Synergy Software Keyboard/Video Switch

I have a pretty typically computer environment at home with a personal and a work computer (both laptops in my case).  I frequently work from home and find myself going back forth between them.  With laptops this isn't the end of the world since you can pull the one you need close to switch from one to the other.  Where is starts to get messy is if you add a full size keyboard and external mouse which is my preference.  Suddenly there is a lot crowding up the desk.

For servers I use KVM (Keyboard/Video/Mouse) switches so I can access multiple machines, but I'm not sure how well video switching would work with laptops.

Long boring intro to the problem, but there is a great category of utilities known as Software Keyboard/Mouse Switches.  I have been using a FOSS package called Synergy which has been a great solution.  It allows me to attach the keyboard/mouse to one laptop and drag the mouse to the laptop sitting next to it begin working as though I am directly connected.  Even better, they can be different OSs. For work I'm stuck with Windoze, but my home laptop is Ubuntu and it works seamless together. 

There are a few issues I've run into, but all very minor:

  1. You need to install the utility on each machine.  No way around it since it is a software solution.  Linux, Windoze and OS X are supported. 
  2. It is VERY insecure by default.  I'm sure you can tighten it down with something like SSH tunnels.  For me, I DO NOT set it start automatically and only have a need for it at home, so security isn't a big concern
  3. When the Windows screen locks you can't control it to unlock it.  Not a big deal since the the laptop keyboard is still close.  You might be able to run Synergy as Windows service to get past the limitation if you so desired.

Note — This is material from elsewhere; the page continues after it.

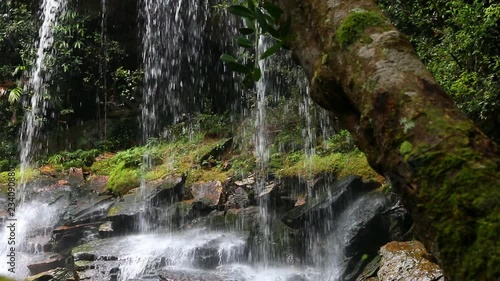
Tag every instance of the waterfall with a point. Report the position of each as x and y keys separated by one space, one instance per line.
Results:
x=39 y=77
x=262 y=153
x=172 y=39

Great for desktops/laptops, but I don't think this is as useful for managing remote servers.  My servers sit headless in the next room so I generally connect to them via SSH, RDP or VNC depending on the OS and server configuration.  This addresses 95% of my access to the servers.  The remaining 5% is when the server is not network accessible from some reason, I need to get into the BIOS or see the boot progress.  Then I go back over back to the monitor, keyboard and mouse hooked to the faithful KVM switch then to the servers.